Ah, kau benar. Seperti apa
katamu tadi, apa yang terjadi sebelumnya mungkin adalah salah satu dari tiga
jatuh terbesar yang pernah kulakukan seumur hidupku.
“Su-suer, aku baik-baik saja!
Aku selalu kepeleset seperti ini. Aku sudah terbiasa, beneran.”
Wajah gadis itu tambah gelap
mendengar kebohongan besarku.
“Selalu? Hmm....sepertinya kamu
menyembunyikan sesuatu dariku...”
“A-ahaha…”
Oh tidak, melanjutkan
pembicaraan ini sama saja seperti menggali lubang kuburku sendiri.
Ngomong-ngomong, anak ini keras
kepala sekali.
Kenapa juga dia terbaring hening
di tanah kalau dia se-energetik ini?
Melihat bagaimana cerah dan semangatnya
gadis ini, aku tidak bisa mengatakan kepadanya, “Sebenarnya, aku jatuh karena aku mencoba menyelamatkanmu.”

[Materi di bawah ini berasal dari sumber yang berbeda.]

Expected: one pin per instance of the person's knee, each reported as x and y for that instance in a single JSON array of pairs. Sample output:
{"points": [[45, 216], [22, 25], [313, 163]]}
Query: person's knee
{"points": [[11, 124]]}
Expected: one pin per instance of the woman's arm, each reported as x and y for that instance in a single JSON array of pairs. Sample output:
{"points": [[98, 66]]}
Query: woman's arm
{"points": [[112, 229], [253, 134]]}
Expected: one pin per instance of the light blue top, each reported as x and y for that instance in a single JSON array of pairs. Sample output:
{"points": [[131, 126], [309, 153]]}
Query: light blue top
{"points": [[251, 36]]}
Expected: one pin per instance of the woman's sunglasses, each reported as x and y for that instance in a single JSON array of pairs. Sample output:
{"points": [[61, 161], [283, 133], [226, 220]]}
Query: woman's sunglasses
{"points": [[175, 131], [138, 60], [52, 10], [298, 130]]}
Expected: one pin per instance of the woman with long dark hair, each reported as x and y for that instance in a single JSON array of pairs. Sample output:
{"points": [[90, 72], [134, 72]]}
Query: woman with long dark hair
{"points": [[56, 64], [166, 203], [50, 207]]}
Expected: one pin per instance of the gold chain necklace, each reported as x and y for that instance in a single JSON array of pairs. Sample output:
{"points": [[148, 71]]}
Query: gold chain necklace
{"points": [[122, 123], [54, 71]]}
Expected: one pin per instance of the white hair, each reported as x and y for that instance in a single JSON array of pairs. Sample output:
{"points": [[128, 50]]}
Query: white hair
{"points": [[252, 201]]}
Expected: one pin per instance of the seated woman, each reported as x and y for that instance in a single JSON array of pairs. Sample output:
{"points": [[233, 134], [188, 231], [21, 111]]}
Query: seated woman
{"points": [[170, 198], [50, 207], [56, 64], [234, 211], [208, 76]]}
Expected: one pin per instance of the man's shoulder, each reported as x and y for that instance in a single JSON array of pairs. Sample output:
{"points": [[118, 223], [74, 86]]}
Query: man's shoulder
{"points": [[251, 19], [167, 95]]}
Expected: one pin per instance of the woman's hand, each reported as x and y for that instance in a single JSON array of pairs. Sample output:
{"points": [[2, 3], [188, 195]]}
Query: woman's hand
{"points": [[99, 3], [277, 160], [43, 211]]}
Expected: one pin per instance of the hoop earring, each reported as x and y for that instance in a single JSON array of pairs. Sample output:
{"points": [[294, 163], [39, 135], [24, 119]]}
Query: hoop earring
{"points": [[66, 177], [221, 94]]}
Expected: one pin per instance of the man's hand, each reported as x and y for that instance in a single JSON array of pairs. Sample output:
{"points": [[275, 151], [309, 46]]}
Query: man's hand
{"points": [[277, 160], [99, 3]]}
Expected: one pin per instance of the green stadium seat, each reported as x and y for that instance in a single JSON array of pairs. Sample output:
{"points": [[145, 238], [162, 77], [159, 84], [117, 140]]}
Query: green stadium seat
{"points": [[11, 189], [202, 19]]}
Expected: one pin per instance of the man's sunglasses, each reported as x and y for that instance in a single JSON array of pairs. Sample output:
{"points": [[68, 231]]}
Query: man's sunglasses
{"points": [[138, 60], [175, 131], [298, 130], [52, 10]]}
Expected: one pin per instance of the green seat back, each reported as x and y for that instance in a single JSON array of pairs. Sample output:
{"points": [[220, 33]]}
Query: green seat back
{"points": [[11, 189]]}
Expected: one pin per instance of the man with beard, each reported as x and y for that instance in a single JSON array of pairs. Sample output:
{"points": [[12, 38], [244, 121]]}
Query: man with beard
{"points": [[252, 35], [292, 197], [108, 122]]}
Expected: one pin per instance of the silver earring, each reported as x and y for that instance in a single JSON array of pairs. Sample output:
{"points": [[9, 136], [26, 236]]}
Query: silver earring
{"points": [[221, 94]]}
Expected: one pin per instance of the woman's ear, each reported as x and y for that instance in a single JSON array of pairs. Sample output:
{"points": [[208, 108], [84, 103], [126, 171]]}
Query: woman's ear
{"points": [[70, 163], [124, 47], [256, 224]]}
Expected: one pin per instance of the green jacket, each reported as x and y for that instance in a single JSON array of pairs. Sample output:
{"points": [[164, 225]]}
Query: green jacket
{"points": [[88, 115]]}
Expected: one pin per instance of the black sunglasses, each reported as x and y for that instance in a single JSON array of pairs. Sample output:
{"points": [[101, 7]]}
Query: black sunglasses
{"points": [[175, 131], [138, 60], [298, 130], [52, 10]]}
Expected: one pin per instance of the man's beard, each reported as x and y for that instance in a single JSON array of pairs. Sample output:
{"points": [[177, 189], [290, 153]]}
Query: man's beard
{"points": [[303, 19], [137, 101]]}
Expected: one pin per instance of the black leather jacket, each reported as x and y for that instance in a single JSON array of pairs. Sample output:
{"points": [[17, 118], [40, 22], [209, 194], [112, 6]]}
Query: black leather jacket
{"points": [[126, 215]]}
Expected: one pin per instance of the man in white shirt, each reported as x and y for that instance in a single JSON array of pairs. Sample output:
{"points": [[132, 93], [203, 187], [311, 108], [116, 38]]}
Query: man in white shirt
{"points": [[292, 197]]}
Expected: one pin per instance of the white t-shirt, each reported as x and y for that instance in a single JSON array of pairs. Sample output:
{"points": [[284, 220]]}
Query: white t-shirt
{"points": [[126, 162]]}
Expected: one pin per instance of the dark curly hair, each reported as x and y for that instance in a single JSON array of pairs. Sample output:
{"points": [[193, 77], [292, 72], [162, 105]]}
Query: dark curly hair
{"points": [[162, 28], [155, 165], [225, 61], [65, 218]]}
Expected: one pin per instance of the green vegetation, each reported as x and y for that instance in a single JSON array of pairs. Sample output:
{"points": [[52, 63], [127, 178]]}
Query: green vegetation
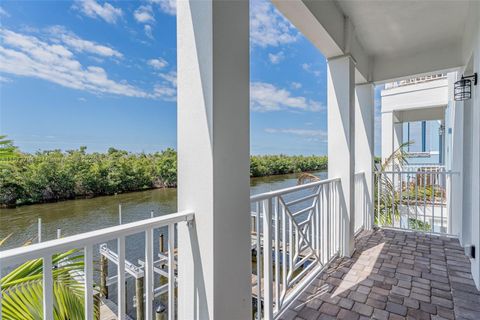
{"points": [[54, 175], [22, 289], [7, 150], [272, 165]]}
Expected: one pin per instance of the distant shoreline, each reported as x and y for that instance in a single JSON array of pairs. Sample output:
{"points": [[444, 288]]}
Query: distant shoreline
{"points": [[54, 176]]}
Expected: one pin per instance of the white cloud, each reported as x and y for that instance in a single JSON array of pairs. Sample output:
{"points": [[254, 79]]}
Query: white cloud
{"points": [[267, 97], [93, 9], [276, 58], [167, 6], [167, 90], [148, 31], [4, 13], [309, 68], [4, 79], [158, 63], [144, 14], [310, 133], [80, 45], [296, 85], [29, 56], [268, 27]]}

Aku merasakan firasat buruk.
Berbagai hal yang telah terjadi tidak sesuai keinginanku, seandainya aku
melanjutkan pembicaraan ini, pastinya situasi ini akan bertambah buruk kecuali
aku mengakhirinya.
Seandainya sebuah rumor tentang
‘seorang bocah yang tinggal di sekitar
sini ingin membuat teknik meluncurnya sendiri dan melukai dirinya sendiri’

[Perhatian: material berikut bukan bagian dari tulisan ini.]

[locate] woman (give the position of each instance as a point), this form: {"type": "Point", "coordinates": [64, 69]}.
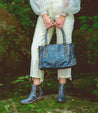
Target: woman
{"type": "Point", "coordinates": [52, 13]}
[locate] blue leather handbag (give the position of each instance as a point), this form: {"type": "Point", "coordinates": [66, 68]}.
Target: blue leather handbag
{"type": "Point", "coordinates": [56, 56]}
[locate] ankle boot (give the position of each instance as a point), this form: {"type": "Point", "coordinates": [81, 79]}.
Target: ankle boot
{"type": "Point", "coordinates": [61, 94]}
{"type": "Point", "coordinates": [35, 95]}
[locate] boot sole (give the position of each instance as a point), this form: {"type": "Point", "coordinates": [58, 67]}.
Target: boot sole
{"type": "Point", "coordinates": [38, 99]}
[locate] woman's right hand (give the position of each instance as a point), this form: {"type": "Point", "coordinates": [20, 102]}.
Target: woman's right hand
{"type": "Point", "coordinates": [47, 21]}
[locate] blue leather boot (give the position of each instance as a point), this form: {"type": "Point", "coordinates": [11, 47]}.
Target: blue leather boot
{"type": "Point", "coordinates": [61, 94]}
{"type": "Point", "coordinates": [35, 95]}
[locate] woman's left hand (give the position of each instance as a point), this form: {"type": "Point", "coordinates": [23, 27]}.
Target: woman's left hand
{"type": "Point", "coordinates": [60, 21]}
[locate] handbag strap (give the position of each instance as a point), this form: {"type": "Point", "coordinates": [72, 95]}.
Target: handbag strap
{"type": "Point", "coordinates": [64, 39]}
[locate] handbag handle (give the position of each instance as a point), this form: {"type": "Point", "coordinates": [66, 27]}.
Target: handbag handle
{"type": "Point", "coordinates": [64, 39]}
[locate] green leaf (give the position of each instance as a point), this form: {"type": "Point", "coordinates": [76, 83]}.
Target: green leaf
{"type": "Point", "coordinates": [12, 52]}
{"type": "Point", "coordinates": [95, 17]}
{"type": "Point", "coordinates": [95, 25]}
{"type": "Point", "coordinates": [84, 27]}
{"type": "Point", "coordinates": [90, 30]}
{"type": "Point", "coordinates": [1, 84]}
{"type": "Point", "coordinates": [95, 92]}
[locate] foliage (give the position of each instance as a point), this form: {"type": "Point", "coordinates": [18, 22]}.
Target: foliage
{"type": "Point", "coordinates": [20, 79]}
{"type": "Point", "coordinates": [95, 92]}
{"type": "Point", "coordinates": [22, 11]}
{"type": "Point", "coordinates": [48, 105]}
{"type": "Point", "coordinates": [90, 24]}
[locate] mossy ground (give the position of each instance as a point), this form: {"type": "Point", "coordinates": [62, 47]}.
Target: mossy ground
{"type": "Point", "coordinates": [48, 105]}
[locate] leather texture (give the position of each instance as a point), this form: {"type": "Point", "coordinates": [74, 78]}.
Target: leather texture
{"type": "Point", "coordinates": [61, 94]}
{"type": "Point", "coordinates": [35, 94]}
{"type": "Point", "coordinates": [56, 56]}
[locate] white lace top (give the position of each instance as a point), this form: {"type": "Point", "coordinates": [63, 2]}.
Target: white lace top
{"type": "Point", "coordinates": [70, 6]}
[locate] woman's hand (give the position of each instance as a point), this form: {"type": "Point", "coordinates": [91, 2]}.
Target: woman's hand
{"type": "Point", "coordinates": [47, 21]}
{"type": "Point", "coordinates": [60, 21]}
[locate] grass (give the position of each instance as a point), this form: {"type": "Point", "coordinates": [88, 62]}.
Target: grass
{"type": "Point", "coordinates": [48, 105]}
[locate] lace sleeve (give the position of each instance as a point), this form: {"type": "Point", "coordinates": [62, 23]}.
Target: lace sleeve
{"type": "Point", "coordinates": [71, 7]}
{"type": "Point", "coordinates": [38, 6]}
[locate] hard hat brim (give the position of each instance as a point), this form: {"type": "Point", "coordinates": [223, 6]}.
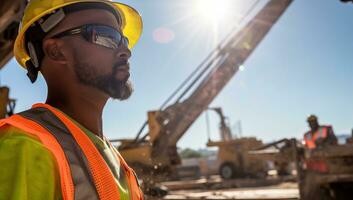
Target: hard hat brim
{"type": "Point", "coordinates": [131, 26]}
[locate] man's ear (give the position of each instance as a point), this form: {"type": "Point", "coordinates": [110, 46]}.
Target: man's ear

tersebar, itu akan jadi buruk.
Hal ini sudah berlalu cukup
lama. Solusi terbaik untuk masalah ini adalah untuk memberikan bualan besar
agar aku bisa kabur dari sini secepat mungkin, bahkan jika itu berarti gadis
ini akan berpikir aku orang yang menjijikkan.
Ini mungkin akan membekas di
benakku, tapi tidak ada cara lain untuk menyelesaikan masalah ini secepat
mungkin.
“...baiklah. Aku mengerti, akan
kuberitakan kepadamu yang sebenarnya.” Kataku bersamaan menghembuskan napas.
Setelah mendengar ini gadis itu menatapku.
“Yang se-sebenarnya?”
“Iya. Sebenarnya....”
Biarpun rasa maluku hampir
mengalahkanku, aku memastikan hal ini tidak terlihat di wajahku, dan kubuat
mulutku menjadi senyuman agar bisa memaksakan baris selanjutnya dari naskah kebohonganku
keluar.
“Apa yang baru saja kau lihat
sebenarnya adalah diriku yang sedang berlatih gerakan rahasia. Kau tau, seperti
gerakan......yang bisa mengalahkan semua orang jahat dalam satu serangan.”
Hening.
Hening sekali, sampai-sampai
aku jadi merasa tidak nyaman.
Taman ini tiba-tiba tidak
bersuara sama sekali, bagaikan waktu telah terhenti.
Sudah waktunya, sudah waktunya
untuk kabur. Lebih baik aku menarik napas dalam-dalam dan kabur secepat mungkin
sebelum wajahku yang memerah berubah menjadi api membara.
Kemudian, aku akan pulang ke
rumah dan melupakan semua hal yang terjadi hari ini. Aku akan pulang, makan
malam, tidur, mencari kasih sayang, dan hidup dengan bahagia mulai dari
sekarang.
Disaat aku berpikir bagaimana
caranya untuk kabur, reaksi gadis itu malah membuatku terkejut.
“Ja-jadi apa yang kupikirkan
itu benar?!” bersamaan gadis itu mengatakan ini, rasa penasarannya tertulis
dengan jelas pada seluruh wajahnya.
“…eh?”
“A-aku berpikir kalau kamu
berlatih gerakan rahasia! Ka-kamu hebat! Begitu yah, jadi begitu.....! Karena
itu adalah gerakan rahasia, kamu tidak boleh mengatakannya kepada orang lain,
kan?!”
Apa sih yang membuatnya
tertarik banget?
Padahal kupikir aku sudah pasti
ketahuan, ternyata dia malah percaya pada kebohongan konyolku ini.
Mengabaikan diriku yang
perlahan mundur, gadis itu menyandar maju mendekatiku. Sembunyi-sembunyi, dia periksa sekitarnya dan
lanjut mengatakan hal yang aneh.
“Be-beritau aku rahasiamu.
Sebenarnya....aku juga melakukannya.”
“Ah, maaf. Apa maksudmu?”
Bersamaan aku berbicara aku
mundur lebih jauh untuk menjaga jarak yang cukup di antara aku dan dia. Gadis
itu kembali memeriksa disekitarnya dan memelankan suaranya lebih kecil lagi.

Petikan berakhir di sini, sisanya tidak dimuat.